アルブミンで正しいのはどれか。
アルブミンで正しいのはどれか。
- ⑴ 血清中濃度は座位よりも臥位で低くなる。臥位では血漿量が増えて希釈されるため、座位より低値になります。この記述が正しい内容です。
- ⑵ Rapid Turnover Protein〈RTP〉に分類される。半減期が約17〜21日と長いため、半減期の短いプレアルブミンやトランスフェリンなどのRTPには含まれません。
- ⑶ 尿中微量アルブミン濃度は色素結合法で測定する。尿中では濃度が低く色素結合法では感度が足りません。抗体を用いる免疫比濁法などで測定します。
- ⑷ ブロムクレゾールパープル〈BCP〉法はα-グロブリンとの反応性が高い。BCP法はアルブミンへの特異性が高くグロブリンとの反応性は低いのが特徴で、記述の向きが逆です。
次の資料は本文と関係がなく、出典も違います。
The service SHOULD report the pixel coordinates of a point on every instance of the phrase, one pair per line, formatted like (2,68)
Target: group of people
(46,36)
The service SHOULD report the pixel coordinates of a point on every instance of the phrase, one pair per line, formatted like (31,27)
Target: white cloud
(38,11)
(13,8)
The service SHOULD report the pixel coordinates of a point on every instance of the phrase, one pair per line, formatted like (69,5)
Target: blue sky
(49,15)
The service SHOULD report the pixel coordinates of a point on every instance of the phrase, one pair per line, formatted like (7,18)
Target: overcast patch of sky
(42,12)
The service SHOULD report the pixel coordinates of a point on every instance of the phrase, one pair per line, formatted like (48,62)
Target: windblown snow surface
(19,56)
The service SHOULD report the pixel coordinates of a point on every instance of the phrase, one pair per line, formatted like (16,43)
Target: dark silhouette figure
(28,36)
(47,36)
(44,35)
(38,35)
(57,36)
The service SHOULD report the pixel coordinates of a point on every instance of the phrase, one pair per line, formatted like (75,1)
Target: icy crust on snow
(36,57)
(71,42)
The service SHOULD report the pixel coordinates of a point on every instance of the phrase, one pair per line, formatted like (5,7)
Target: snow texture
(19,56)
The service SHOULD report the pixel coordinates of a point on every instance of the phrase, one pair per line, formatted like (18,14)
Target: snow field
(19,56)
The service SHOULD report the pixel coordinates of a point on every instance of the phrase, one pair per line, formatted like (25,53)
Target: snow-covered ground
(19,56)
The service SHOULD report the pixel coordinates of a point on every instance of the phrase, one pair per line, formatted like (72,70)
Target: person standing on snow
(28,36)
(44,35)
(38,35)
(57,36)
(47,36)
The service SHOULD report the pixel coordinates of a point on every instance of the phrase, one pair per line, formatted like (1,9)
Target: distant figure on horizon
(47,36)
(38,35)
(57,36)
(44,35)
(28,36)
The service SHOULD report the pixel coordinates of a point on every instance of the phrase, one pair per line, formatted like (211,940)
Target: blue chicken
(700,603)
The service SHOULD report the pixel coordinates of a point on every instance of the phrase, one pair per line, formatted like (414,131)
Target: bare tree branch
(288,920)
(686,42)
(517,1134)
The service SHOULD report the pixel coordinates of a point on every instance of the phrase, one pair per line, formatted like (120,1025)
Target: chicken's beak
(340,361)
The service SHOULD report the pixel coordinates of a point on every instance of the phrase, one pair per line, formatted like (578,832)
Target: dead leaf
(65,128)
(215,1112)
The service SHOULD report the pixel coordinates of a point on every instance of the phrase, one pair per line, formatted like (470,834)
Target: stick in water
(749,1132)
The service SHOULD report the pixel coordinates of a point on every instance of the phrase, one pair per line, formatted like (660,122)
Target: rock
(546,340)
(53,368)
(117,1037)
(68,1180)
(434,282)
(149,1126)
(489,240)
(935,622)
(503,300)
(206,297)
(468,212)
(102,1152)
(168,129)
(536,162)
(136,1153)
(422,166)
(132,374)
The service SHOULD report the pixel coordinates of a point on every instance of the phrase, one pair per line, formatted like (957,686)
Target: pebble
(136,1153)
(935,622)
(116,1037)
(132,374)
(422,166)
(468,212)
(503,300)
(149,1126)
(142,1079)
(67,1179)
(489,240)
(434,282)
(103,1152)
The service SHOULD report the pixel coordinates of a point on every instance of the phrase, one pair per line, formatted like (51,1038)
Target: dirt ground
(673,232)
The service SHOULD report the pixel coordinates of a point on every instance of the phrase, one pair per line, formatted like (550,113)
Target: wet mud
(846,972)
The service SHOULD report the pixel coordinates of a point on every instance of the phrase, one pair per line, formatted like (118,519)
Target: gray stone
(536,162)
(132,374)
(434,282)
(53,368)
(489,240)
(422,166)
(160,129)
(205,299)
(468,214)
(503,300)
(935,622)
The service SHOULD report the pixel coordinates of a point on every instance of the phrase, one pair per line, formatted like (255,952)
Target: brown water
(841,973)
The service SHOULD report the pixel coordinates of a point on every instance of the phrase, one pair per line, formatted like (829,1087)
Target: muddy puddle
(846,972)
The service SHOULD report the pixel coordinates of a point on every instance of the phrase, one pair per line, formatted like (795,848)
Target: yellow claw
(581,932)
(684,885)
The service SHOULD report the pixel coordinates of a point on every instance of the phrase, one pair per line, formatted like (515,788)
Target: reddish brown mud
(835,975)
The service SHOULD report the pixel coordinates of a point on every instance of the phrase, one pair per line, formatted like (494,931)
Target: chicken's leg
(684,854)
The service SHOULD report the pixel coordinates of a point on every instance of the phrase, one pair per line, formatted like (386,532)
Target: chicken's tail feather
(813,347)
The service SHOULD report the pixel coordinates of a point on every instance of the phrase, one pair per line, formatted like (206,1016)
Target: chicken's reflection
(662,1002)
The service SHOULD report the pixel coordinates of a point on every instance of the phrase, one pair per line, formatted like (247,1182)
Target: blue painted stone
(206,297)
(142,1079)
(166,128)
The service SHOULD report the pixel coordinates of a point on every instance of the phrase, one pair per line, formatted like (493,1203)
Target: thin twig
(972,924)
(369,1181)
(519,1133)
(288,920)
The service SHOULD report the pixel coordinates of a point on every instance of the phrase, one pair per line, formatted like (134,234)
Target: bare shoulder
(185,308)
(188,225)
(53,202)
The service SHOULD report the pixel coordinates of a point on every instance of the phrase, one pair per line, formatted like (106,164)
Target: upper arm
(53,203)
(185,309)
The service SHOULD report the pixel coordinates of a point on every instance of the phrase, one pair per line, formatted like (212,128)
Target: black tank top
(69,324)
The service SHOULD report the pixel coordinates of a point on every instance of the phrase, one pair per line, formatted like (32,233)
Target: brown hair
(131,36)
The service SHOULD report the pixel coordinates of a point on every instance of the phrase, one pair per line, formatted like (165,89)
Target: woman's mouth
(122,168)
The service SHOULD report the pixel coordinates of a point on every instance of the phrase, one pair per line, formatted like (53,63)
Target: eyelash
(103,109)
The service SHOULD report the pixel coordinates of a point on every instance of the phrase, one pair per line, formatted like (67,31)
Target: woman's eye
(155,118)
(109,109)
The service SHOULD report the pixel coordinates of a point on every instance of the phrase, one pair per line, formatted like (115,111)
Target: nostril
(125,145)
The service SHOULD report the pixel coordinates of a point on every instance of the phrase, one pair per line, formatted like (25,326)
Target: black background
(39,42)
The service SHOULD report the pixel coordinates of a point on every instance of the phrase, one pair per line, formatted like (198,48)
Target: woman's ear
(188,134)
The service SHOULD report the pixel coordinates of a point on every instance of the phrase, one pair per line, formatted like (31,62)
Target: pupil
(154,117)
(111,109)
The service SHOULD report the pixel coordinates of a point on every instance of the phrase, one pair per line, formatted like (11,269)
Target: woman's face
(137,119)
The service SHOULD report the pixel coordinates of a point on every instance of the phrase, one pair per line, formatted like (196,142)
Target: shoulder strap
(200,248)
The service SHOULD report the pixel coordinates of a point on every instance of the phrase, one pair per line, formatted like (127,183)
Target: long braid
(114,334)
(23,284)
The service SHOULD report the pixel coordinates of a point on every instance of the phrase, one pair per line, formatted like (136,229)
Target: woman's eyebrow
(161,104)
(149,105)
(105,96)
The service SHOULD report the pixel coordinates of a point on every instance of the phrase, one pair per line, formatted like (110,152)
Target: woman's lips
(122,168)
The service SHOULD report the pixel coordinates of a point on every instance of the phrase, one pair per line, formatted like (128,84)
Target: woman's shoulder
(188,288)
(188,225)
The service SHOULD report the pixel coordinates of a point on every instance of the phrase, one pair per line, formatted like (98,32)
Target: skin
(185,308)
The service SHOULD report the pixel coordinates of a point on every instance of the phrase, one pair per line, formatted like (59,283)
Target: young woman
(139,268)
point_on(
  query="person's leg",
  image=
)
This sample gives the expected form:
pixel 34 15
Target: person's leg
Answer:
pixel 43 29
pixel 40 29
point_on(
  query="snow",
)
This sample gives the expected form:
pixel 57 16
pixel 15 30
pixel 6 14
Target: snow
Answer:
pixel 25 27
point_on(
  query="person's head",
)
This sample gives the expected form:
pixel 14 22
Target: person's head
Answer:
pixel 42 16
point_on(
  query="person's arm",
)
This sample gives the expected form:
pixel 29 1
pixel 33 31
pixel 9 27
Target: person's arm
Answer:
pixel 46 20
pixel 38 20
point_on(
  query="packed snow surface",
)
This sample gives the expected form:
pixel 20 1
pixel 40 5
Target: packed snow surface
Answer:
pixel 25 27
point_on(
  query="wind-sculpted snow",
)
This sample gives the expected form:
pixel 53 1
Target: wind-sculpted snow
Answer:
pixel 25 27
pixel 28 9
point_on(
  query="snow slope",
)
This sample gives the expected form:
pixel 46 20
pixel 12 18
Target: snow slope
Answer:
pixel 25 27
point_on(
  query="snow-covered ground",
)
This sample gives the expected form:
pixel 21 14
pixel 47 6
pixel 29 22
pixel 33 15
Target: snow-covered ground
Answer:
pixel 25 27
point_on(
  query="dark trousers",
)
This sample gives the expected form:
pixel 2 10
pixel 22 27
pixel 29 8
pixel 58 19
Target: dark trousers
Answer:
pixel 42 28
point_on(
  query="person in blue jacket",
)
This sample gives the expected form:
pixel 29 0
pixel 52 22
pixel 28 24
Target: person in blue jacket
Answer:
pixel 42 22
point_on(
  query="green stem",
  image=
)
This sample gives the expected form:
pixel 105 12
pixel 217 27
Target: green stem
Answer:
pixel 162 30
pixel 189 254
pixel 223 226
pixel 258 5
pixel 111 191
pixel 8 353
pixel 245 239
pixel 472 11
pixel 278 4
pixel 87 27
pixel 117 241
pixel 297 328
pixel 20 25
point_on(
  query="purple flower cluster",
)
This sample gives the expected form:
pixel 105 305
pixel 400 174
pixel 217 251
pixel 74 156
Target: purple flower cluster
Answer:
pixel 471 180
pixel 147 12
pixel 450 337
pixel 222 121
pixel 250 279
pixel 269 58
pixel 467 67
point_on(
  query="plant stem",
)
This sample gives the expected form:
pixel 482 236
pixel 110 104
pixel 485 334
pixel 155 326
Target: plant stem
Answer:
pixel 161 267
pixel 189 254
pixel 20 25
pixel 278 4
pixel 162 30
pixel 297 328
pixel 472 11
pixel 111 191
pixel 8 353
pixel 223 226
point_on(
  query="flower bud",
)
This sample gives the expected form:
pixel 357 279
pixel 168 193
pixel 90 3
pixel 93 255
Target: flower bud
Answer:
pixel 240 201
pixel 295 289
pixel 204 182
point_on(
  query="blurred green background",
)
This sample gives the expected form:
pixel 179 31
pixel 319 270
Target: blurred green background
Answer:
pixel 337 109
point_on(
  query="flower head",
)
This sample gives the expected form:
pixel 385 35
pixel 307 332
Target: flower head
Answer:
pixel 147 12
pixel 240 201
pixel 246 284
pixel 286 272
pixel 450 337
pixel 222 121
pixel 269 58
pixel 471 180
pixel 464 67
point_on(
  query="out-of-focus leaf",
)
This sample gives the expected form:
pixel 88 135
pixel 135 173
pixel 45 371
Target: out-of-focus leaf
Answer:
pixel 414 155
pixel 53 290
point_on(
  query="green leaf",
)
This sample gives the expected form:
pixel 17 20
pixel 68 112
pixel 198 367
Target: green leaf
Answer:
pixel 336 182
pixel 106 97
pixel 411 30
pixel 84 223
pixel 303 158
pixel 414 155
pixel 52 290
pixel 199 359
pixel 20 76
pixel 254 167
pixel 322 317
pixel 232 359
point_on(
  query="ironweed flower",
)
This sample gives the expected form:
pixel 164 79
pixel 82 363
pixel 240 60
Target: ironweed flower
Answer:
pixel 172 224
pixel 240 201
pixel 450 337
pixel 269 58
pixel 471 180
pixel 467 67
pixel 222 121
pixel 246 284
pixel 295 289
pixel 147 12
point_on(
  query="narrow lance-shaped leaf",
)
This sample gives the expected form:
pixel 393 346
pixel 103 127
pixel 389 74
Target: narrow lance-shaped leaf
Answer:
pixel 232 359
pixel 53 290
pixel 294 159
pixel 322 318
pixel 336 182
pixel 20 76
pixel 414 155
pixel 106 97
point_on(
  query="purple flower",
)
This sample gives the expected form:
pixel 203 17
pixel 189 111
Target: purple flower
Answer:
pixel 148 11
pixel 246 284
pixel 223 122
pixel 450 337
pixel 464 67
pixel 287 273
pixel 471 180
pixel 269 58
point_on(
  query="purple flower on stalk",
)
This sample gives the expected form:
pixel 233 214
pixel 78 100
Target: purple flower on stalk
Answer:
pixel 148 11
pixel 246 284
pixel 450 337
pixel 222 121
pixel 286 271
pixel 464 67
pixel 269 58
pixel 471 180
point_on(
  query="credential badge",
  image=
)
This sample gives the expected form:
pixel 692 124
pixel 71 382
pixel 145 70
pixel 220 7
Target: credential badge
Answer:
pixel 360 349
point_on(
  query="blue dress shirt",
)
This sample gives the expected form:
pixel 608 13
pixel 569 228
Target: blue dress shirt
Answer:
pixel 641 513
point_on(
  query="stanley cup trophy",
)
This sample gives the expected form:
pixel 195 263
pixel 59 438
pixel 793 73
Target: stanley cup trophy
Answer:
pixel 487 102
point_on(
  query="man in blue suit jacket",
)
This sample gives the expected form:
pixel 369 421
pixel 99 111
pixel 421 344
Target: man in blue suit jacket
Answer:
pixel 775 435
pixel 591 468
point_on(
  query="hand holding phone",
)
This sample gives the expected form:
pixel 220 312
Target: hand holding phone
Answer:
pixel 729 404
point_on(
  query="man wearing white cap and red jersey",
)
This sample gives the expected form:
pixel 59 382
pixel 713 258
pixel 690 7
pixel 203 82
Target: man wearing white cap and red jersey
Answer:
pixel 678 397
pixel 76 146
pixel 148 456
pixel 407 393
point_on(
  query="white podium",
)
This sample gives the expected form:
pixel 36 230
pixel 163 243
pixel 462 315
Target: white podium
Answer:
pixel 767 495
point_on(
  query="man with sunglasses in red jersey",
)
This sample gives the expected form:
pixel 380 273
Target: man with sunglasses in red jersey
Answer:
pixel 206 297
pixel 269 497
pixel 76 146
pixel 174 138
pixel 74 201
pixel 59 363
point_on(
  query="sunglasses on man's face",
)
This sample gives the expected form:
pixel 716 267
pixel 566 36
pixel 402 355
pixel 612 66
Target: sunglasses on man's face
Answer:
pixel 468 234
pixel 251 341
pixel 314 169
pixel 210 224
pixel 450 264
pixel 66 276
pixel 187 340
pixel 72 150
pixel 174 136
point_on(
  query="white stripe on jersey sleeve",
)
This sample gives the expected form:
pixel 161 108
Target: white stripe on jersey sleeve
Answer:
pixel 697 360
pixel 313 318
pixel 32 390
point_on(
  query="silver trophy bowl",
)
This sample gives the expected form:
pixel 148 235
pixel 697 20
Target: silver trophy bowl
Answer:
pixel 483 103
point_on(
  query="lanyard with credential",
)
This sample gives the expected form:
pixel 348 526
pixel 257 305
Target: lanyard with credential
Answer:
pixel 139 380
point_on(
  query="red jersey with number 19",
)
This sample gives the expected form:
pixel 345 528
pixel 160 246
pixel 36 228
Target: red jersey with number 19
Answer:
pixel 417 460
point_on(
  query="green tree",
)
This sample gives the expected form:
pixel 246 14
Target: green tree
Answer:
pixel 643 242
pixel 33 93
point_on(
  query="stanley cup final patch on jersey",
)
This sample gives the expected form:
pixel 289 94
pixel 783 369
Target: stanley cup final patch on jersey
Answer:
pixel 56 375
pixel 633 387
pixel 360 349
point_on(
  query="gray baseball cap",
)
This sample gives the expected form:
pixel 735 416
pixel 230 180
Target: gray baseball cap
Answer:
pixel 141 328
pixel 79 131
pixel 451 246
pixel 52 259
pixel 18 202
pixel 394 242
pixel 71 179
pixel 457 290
- ⑸ ブロムクレゾールグリーン〈BCG〉改良法が血清中濃度測定で使用されている。BCG法はグロブリンとも反応して高値になりやすく、現在の血清測定にはBCP改良法が用いられています。
解説
正答は⑴です。臥位では組織間液が血管内へ移動して循環血漿量が増えるため、希釈によりアルブミン濃度は座位や立位より数%低く測定されます。体位の影響は血清蛋白の測定で押さえておくべき生理的変動です。アルブミンは半減期が約17〜21日と長く、プレアルブミンなどのRTPには含まれません。また尿中微量アルブミンは濃度が低く色素結合法では測れないため免疫比濁法などを用い、血清の測定にはグロブリンとの反応が少ないBCP改良法が使われています。